Take your 30MPG vehicle credit. Will it actually reduce consumption? Looking at CAFE standards in the past, not really. Unless the tax deduction is HUGE, people will just ignore it. If it's good, you'll have a lot of people in 30mpg vehicles - but which is better, 2 31 mpg cars on the road with a single passenger each or a single 25mpg car with 2 carpoolers?
Keep the marginal cost of gasoline down, subsidize high mpg cars, and you'll create a situation like in the past where people thought nothing of running 10 miles for a simple errand and not batching trips.
Increase the marginal cost of gasoline, not only will people tend towards higher mpg vehicles naturally, they'll engage in other means of reducing their usage. Carpooling, living near work, taking the bus, only going on one shopping trip every other week rather than twice a week, etc...
So you've become a democrat now? Given your hatred for Republicans, I'm not surprised.
I'm not a democrat, simply addressing how I'd 'solve' the 'too much oil usage' problem in the USA, given my preferences. Given that I dislike mandatory 'standards' and like the free market, the easiest way to reduce gasoline usage is to increase it's cost.

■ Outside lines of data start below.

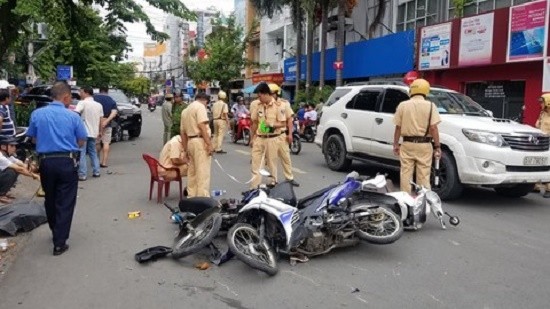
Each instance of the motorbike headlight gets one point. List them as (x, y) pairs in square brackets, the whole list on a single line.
[(485, 137), (433, 199)]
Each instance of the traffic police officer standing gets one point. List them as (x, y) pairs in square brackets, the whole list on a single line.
[(285, 139), (221, 121), (543, 123), (416, 121), (195, 136), (58, 133), (269, 120)]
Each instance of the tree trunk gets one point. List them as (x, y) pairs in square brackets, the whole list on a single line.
[(299, 43), (309, 65), (340, 39), (324, 28)]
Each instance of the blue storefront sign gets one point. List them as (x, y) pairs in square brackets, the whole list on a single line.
[(64, 72), (391, 54)]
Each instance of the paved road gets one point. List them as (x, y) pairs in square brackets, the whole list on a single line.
[(497, 258)]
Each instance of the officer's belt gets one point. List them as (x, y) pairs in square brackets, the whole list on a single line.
[(72, 155), (417, 139), (268, 135)]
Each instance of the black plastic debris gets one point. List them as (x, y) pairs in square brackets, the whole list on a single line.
[(22, 217)]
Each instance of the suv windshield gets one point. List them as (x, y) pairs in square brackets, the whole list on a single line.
[(455, 103), (119, 97)]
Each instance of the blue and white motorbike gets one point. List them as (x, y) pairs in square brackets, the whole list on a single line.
[(275, 222)]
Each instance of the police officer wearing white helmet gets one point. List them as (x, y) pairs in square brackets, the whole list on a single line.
[(416, 123)]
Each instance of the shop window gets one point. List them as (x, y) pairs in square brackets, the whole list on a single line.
[(392, 98), (365, 100)]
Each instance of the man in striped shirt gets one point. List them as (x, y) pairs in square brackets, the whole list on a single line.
[(6, 123)]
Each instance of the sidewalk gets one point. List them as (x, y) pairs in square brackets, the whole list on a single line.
[(25, 190)]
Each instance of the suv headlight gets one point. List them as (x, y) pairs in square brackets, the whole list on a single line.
[(485, 137)]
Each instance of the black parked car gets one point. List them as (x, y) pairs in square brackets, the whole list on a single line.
[(128, 118)]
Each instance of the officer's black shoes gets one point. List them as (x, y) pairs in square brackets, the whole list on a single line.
[(294, 183), (60, 250)]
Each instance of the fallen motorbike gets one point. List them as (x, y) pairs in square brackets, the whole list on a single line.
[(275, 222), (413, 210), (296, 145), (199, 222), (243, 129)]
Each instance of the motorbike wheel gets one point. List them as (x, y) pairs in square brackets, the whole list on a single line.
[(296, 145), (204, 231), (381, 227), (245, 243), (246, 137)]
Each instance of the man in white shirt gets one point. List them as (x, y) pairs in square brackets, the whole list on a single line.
[(10, 168), (91, 113)]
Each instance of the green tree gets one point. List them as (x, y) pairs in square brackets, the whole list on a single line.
[(224, 48)]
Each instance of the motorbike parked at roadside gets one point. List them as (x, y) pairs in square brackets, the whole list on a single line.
[(413, 210), (275, 222), (242, 129), (296, 145)]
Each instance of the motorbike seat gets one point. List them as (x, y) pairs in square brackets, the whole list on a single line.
[(304, 202), (197, 205)]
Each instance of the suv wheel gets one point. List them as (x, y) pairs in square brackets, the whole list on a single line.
[(449, 183), (335, 153), (516, 191)]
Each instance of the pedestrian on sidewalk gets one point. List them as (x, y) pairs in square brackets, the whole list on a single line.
[(167, 117), (10, 168), (7, 126), (110, 111), (543, 123), (58, 133), (195, 136), (220, 112), (91, 113)]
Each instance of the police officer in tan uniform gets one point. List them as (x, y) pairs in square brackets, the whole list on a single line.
[(195, 136), (283, 149), (416, 122), (221, 121), (543, 123), (269, 118)]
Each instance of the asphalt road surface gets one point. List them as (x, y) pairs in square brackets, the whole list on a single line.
[(498, 257)]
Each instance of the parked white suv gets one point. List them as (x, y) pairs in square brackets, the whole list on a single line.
[(478, 150)]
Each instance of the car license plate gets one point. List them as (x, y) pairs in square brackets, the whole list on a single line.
[(530, 161)]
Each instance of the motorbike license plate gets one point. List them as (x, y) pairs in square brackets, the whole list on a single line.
[(530, 161)]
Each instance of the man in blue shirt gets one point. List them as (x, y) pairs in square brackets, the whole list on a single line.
[(58, 133), (7, 127), (109, 113)]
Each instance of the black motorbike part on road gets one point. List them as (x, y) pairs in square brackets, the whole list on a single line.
[(249, 247), (197, 233)]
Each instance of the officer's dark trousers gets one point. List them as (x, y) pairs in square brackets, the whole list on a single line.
[(8, 177), (59, 178)]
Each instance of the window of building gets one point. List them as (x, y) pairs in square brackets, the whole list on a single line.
[(417, 13), (480, 6)]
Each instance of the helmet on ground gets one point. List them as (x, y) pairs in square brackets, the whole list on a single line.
[(545, 100), (419, 86), (274, 88)]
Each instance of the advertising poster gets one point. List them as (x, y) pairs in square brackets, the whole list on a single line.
[(476, 40), (435, 47), (527, 32)]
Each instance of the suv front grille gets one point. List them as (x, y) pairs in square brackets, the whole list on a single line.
[(528, 142)]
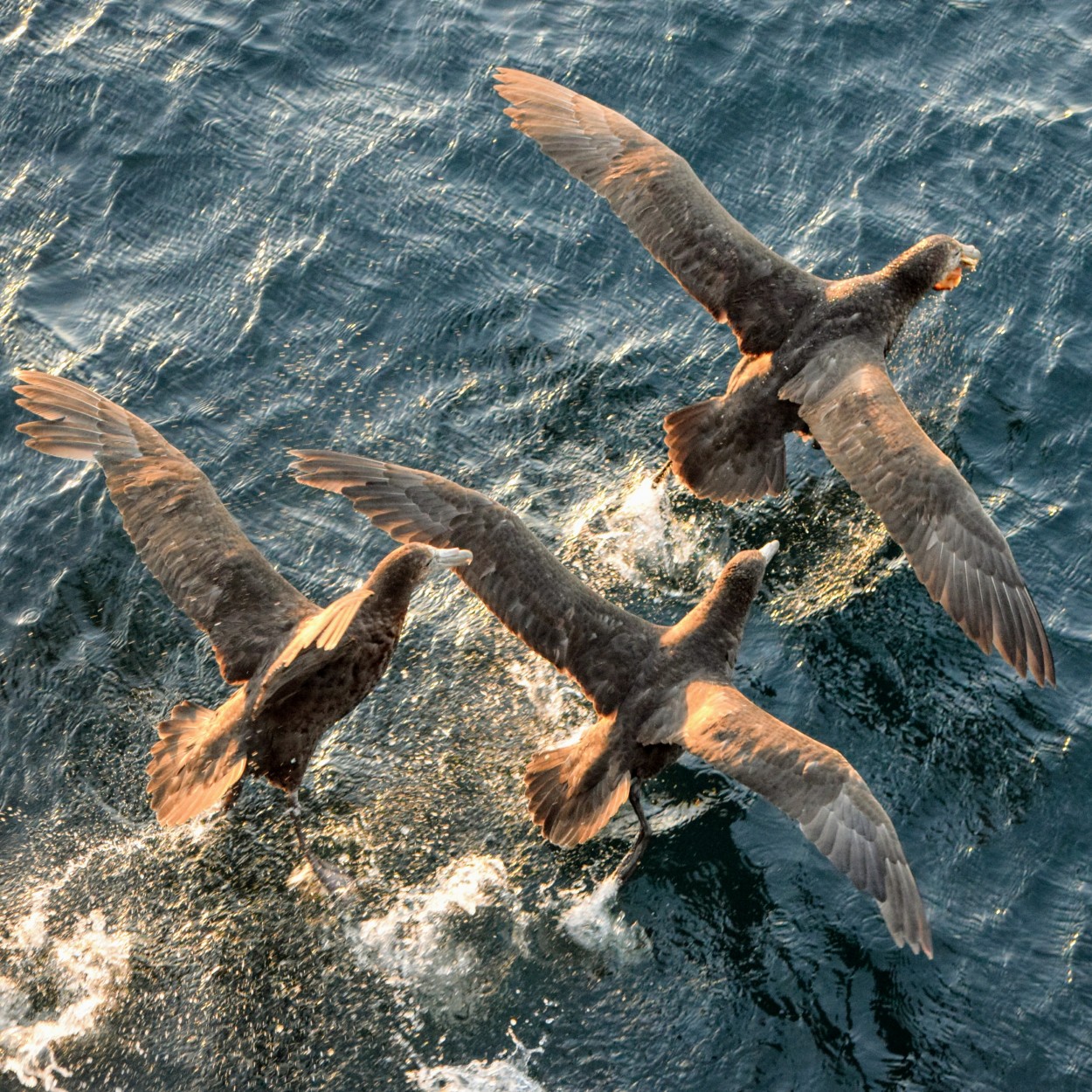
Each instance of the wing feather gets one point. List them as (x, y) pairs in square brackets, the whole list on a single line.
[(180, 529), (815, 785), (514, 573), (662, 201), (872, 438)]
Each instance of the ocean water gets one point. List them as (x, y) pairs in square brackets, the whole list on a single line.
[(271, 224)]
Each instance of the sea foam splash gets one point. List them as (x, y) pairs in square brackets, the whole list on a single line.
[(475, 1077), (449, 943), (595, 924), (637, 529), (86, 969)]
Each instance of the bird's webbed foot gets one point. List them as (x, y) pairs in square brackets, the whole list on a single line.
[(336, 881), (629, 863)]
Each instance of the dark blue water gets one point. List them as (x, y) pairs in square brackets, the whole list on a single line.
[(272, 224)]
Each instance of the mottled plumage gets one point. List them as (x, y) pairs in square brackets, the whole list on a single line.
[(656, 689), (812, 361), (300, 667)]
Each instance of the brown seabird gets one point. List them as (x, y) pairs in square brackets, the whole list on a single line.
[(656, 689), (300, 667), (812, 362)]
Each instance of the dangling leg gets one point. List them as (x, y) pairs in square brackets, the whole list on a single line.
[(333, 879), (629, 863)]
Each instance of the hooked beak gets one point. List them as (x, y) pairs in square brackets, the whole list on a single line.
[(451, 557), (969, 256)]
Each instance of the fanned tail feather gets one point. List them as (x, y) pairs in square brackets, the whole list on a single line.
[(200, 756), (715, 455), (573, 791)]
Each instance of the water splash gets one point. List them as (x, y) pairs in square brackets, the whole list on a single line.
[(499, 1075), (86, 969), (638, 529), (448, 943), (595, 924)]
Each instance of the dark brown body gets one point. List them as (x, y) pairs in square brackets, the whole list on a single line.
[(812, 362), (656, 690), (298, 667), (282, 738)]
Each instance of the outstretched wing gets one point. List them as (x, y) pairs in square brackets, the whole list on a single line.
[(182, 531), (815, 785), (512, 572), (660, 200), (930, 511)]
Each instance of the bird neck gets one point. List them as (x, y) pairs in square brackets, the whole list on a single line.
[(393, 580), (715, 625)]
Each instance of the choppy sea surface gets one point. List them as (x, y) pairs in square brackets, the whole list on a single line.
[(271, 224)]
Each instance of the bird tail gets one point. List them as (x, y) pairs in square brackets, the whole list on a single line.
[(573, 791), (201, 755), (716, 454)]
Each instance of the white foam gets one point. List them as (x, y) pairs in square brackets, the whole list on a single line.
[(597, 925), (546, 688), (475, 1077), (640, 529), (87, 969), (449, 943)]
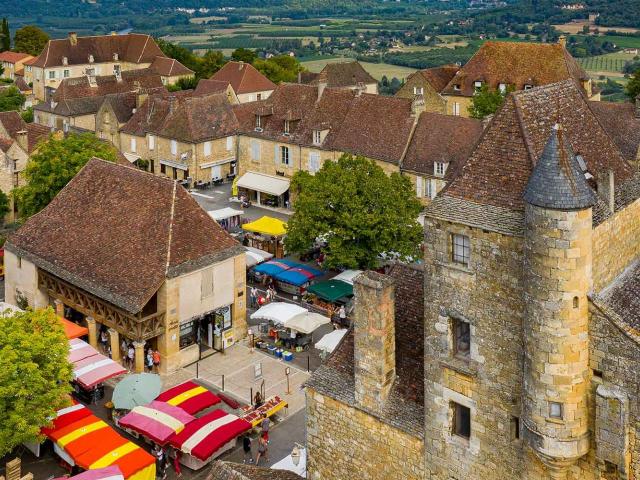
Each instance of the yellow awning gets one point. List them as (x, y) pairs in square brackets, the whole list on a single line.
[(267, 226)]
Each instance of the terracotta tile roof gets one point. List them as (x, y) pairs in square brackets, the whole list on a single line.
[(405, 406), (438, 77), (376, 127), (517, 64), (620, 122), (237, 471), (342, 74), (169, 67), (441, 138), (289, 101), (132, 48), (118, 232), (184, 116), (500, 165), (207, 86), (243, 77), (13, 57)]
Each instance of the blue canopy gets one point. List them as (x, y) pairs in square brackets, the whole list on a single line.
[(272, 267), (298, 275)]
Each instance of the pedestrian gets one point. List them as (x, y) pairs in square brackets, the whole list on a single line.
[(253, 296), (149, 361), (257, 401), (156, 360), (264, 425), (262, 450), (246, 447)]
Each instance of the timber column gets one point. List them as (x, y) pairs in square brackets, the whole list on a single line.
[(558, 231)]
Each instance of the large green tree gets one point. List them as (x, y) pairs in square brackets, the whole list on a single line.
[(34, 374), (30, 39), (357, 210), (53, 165), (11, 99)]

The easiest way to do that is to tax it more. That'll spur conservation, alternatives, all that. Putting the money raised towards promoting alternatives would be a bonus. Personally, I'd slap the .50/gallon tax on metropolitan areas and use the money to set up a PRT system.
50 cents, a dollar? Doesn't matter. The demand curve for gasoline is so inelastic that people will buy what they need regardless of the cost. There is no other altenative.
It might be short term inelastic, but long term it's at least somewhat elastic. Look at all the more fuel efficient vehicles coming out now that prices are such that the extra cost for the fuel efficiency makes sense - I'm seeing much more in the way of 6 speed transmissions, for example. There's also varying levels of 'need'. I've seen people cut back from multiple trips to stores a week to going to more of a once every other week schedule.
Mass transit - nice thought but it isn't gonna appear out of thin air.
Really fuel efficient autos - again nice thought but overnight they're not gonna be here.
I like the idea of PRT(personal rapid transit) as I see it as a better solution to replace the car than buses or standard trains, but yeah, that'll take time. Fuel efficient autos have always been out there, and they're showing up now. Heck, fuel costs have reduced demand for the really big SUVs, to the point that profit margins aren't as good for them as they used to be.
Cars that don't use gas - their energy comes from somewhere and my bet it would be electric. What do most electric plants burn to make electricity - a petroleum product and since the conversion losses from petroleum to electricity and back into auto motion is more than from petroleum to gas to motion going electric isn't gonna solve anything.
Actually, most electric plants don't use petroleum, they use coal. Still a hydrocarbon, but not a liquid from the middle east. That also discounts that we're finally looking at building new nuclear plants.
As for the efficiency, a car that gets 30% is lucky, and that's going by the energy going into the tank, not the energy needed to get the gas to to the fuel pump. An electric car is powered by an electric plant that can get 50-60% efficiency over power lines that get 90+%, modern charging is 90+% efficient, and the final usage is something like 95%. Ending up about 41% efficient overall, which stomps all over gasoline. Not to mention superior pollution control at the power plant(and getting the pollution away from inner cities).
Hydrogen - when someone comes up with a cheap way to extract it then yes but once again the infrastructure to deliver it isn't gonna appear overnight.
Over on slashdot, there's a saying: Hydrogen isn't an energy source, it's an energy storage method. There are no 'hydrogen mines' or wells. Most of it is obtained by cracking hydrocarbons today, and electrolysis is inefficient. In most cases it's more efficient to burn the hydrocarbon directly or use batteries.
And on and on. Americans are addicted to having a personal means of transport. Not gonna give it up without a fight. All tacking extra taxes on that transport is gonna do is tick off the people.
Thus my suggestion for
PRT.
Note: I wouldn't call high gas prices a good thing, just that it's the only realistic way to preserve limited resources. A 50 cent tax now could spur our movement away from petro fuels by quite some time.